Austin officials pointed to parking lot sealants as a likely source of PAHs in 2003, in the midst of a series of American-Statesman stories about pollution in and around Barton Springs Pool. The series speculated that the intense concentrations of pollutants may have come from buried hazardous waste.
After a three-month review, during which the city kept the pool closed, health and environmental officials from the state and federal governments declared that the pollution did not threaten the health of swimmers.
The city and the Geological Survey continued studying the source of the pollution. High levels of PAHs have also been found in parts of Waller Creek through the University of Texas campus, the ponds in the Central Market area north of UT, Walnut Creek around Metric Boulevard in North Austin and other areas.
The city also has tested parking lots across Austin, including at the Texas Commission on Environmental Quality offices on North Interstate 35 and the American-Statesman building just south of downtown. All showed high levels of PAH contamination, officials said.
As part of the study released Wednesday, the Geological Survey and the city extensively tested parking lots at the former Robert Mueller Municipal Airport, and they studied parking lots and watersheds in Austin and Fort Worth. Initial findings, reported a year ago, showed that PAH concentrations in the particles washing off coal-tar-treated parking lots were 65 times higher than those in the runoff from untreated lots.
The conclusions, Mahler said, were reviewed by other scientists before Environmental Science & Technology agreed to publish them.
"I think it's a big, big piece of the puzzle," Mahler said of the report's findings. "As soon as you recognize the problem and you start looking around, it's right in front of your face. I don't know why it hasn't been figured out."
Indeed, some environmental experts and sealant industry leaders were skeptical of the report's findings.
A spokesman for Gardner-Gibson Inc., a Tampa, Fla.-company that makes pavement sealants, told Bloomberg News that components of sealants are present in numerous other products.
"It's going to be tough to narrow it down and say it's specifically driveway sealers," Gordon Blickle, the spokesman, told Bloomberg.
David Palmerton, who heads a Syracuse, N.Y.-based environmental consulting firm that's worked with a number of Fortune 500 companies, said he doubted that sealants could be such a significant pollutant without being dumped en masse into a waterway. What helps sealants protect asphalt — the strong chemical bonds they form with pavement — also keeps them from running off with rainwater during storms, he said.

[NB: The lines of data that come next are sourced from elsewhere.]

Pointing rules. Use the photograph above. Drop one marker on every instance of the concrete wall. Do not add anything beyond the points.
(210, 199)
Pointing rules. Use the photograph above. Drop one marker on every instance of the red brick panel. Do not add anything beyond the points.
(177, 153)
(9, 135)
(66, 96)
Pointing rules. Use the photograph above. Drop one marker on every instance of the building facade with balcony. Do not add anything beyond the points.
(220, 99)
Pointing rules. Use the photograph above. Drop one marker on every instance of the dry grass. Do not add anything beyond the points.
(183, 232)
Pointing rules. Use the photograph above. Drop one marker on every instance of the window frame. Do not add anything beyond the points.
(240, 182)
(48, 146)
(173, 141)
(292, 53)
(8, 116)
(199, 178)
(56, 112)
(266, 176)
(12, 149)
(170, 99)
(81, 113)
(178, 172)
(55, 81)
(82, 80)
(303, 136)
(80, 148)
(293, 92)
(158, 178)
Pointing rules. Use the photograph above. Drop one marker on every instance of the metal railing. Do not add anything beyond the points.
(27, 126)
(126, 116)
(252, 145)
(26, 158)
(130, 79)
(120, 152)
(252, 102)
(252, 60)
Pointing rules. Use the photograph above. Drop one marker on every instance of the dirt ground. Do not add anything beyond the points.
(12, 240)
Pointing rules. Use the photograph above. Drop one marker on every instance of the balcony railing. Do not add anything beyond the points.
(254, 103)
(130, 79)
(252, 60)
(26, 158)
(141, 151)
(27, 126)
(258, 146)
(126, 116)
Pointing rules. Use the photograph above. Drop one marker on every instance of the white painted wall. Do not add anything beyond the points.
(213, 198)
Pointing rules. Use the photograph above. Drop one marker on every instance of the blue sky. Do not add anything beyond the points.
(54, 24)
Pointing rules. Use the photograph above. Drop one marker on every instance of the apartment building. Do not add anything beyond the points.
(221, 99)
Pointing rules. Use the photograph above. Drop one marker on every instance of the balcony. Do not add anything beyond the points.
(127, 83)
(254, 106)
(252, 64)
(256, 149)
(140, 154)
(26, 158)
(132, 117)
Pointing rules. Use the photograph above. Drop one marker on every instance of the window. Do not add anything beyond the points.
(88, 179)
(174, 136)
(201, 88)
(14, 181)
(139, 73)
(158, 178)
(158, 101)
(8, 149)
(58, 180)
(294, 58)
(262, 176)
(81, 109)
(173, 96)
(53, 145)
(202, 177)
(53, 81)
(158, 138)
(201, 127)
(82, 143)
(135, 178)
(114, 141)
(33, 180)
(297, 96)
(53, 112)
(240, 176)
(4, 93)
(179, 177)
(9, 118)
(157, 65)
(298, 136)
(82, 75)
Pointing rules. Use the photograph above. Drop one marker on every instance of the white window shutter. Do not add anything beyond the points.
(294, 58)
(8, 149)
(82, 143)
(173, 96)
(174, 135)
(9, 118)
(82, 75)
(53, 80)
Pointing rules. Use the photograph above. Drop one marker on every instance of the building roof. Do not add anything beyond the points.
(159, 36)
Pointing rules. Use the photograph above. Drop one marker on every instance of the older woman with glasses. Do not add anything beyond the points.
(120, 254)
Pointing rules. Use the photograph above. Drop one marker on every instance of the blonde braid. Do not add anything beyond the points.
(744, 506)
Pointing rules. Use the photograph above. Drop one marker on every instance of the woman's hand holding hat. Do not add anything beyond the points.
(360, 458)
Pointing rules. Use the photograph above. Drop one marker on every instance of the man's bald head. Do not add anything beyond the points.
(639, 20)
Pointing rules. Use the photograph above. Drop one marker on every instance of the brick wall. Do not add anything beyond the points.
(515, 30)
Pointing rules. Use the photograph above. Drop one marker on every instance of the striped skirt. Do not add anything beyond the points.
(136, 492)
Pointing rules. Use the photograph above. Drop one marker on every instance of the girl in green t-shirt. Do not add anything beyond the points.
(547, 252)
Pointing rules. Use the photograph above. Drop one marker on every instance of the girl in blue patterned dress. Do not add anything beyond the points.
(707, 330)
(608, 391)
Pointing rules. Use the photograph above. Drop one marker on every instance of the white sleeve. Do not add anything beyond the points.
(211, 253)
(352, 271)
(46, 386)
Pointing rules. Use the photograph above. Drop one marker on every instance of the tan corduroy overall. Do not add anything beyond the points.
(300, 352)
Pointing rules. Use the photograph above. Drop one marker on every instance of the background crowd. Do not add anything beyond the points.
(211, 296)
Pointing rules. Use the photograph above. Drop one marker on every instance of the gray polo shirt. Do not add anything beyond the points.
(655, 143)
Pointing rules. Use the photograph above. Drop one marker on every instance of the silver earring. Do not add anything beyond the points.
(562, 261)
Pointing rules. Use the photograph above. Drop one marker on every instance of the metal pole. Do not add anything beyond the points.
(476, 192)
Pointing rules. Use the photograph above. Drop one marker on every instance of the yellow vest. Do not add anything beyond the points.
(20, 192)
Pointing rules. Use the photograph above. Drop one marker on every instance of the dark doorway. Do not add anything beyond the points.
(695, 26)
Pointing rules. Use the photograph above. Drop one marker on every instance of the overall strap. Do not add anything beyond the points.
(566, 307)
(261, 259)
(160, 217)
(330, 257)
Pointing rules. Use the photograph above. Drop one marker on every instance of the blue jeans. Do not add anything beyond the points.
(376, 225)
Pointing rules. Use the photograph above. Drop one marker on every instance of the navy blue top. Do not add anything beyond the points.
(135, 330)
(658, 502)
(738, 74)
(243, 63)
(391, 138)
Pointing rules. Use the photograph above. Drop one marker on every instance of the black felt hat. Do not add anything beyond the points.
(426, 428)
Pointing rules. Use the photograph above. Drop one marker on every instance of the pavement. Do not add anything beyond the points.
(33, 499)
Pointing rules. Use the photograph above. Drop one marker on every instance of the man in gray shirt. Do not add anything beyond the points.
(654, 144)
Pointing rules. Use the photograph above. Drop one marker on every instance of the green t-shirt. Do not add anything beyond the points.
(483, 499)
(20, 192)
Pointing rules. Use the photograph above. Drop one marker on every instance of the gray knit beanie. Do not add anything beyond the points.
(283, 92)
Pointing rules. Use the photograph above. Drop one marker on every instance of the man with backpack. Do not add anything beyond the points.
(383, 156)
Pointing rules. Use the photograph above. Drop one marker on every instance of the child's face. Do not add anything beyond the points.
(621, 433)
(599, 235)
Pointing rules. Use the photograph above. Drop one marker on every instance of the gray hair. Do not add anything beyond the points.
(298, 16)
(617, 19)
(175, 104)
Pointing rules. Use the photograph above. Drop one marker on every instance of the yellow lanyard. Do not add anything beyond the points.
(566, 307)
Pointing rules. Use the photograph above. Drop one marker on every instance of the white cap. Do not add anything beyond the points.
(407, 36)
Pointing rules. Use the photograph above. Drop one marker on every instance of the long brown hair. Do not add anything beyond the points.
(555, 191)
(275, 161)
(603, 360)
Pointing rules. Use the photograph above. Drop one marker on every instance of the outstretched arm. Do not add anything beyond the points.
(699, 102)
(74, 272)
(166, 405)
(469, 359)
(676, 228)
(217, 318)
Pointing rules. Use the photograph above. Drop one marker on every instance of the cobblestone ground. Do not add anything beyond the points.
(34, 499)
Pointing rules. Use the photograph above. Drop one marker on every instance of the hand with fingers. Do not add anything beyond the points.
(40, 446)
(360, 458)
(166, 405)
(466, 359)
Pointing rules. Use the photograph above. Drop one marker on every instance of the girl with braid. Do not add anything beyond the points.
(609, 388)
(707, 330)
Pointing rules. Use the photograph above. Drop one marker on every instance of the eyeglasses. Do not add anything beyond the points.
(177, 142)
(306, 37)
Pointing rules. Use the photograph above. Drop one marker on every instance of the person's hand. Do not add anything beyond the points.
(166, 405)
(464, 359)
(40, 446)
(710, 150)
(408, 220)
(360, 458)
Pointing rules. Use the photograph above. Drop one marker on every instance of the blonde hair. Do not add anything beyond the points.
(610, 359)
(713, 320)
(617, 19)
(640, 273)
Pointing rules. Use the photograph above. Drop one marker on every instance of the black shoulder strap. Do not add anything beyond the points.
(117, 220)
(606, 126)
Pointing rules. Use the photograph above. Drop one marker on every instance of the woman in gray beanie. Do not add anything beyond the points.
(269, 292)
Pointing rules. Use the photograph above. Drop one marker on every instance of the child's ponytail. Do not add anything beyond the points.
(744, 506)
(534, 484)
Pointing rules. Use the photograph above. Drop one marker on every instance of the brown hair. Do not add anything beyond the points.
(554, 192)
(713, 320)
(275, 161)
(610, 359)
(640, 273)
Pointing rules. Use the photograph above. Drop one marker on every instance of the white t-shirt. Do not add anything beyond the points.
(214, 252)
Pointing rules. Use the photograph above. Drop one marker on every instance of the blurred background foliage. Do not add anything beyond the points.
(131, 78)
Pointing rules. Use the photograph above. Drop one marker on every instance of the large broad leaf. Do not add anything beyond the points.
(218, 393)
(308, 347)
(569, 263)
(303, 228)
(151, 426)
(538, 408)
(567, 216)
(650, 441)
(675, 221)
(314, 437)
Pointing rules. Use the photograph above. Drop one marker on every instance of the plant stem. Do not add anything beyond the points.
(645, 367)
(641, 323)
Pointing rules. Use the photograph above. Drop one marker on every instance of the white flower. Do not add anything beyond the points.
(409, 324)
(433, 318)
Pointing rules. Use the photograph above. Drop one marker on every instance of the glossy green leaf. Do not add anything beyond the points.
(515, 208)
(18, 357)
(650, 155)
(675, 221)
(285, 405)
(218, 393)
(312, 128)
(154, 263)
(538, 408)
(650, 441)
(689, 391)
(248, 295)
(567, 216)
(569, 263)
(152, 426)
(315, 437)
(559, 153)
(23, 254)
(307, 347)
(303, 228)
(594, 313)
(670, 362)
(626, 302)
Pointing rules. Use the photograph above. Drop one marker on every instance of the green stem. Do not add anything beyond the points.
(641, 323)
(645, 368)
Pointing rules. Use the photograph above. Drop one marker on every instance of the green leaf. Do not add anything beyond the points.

Asked whether sealants could represent such an overwhelming share of a watershed's PAH pollution, Palmerton said, "I find it difficult to imagine."
Mahler said the report is far from the last word on parking lot sealants and the environment. The report, she said, raises questions of which sealants are friendlier to the environment, whether alternatives to them exist and whether different solutions would be better in different parts of the country.
"I think really what this study does is open our eyes to this as a source and hopefully spur some more research," Mahler said.
An apartment complex atop a hill upstream of Barton Springs Pool has already stopped using coal-tar sealants on its parking lot. City officials said such sealants were primarily responsible for a well-publicized hot spot of PAH contamination, though they said Wednesday that they still plan to build a sediment pond and take other actions to catch and treat runoff from the parking lot.
The city has also worked with sellers and contractors to curtail the use of coal-tar sealants, which are usually easy to find at home improvement stores.
Karen Cobb, a spokeswoman for Lowe's Cos. Inc., said the home improvement retailer has shared the city's information with its vendors and plans to look into the issue.
"Lowe's makes every effort to be a good steward of the environment," Cobb said. "We rely on our vendors to make certain that the products they are offering are safe and environmentally sound."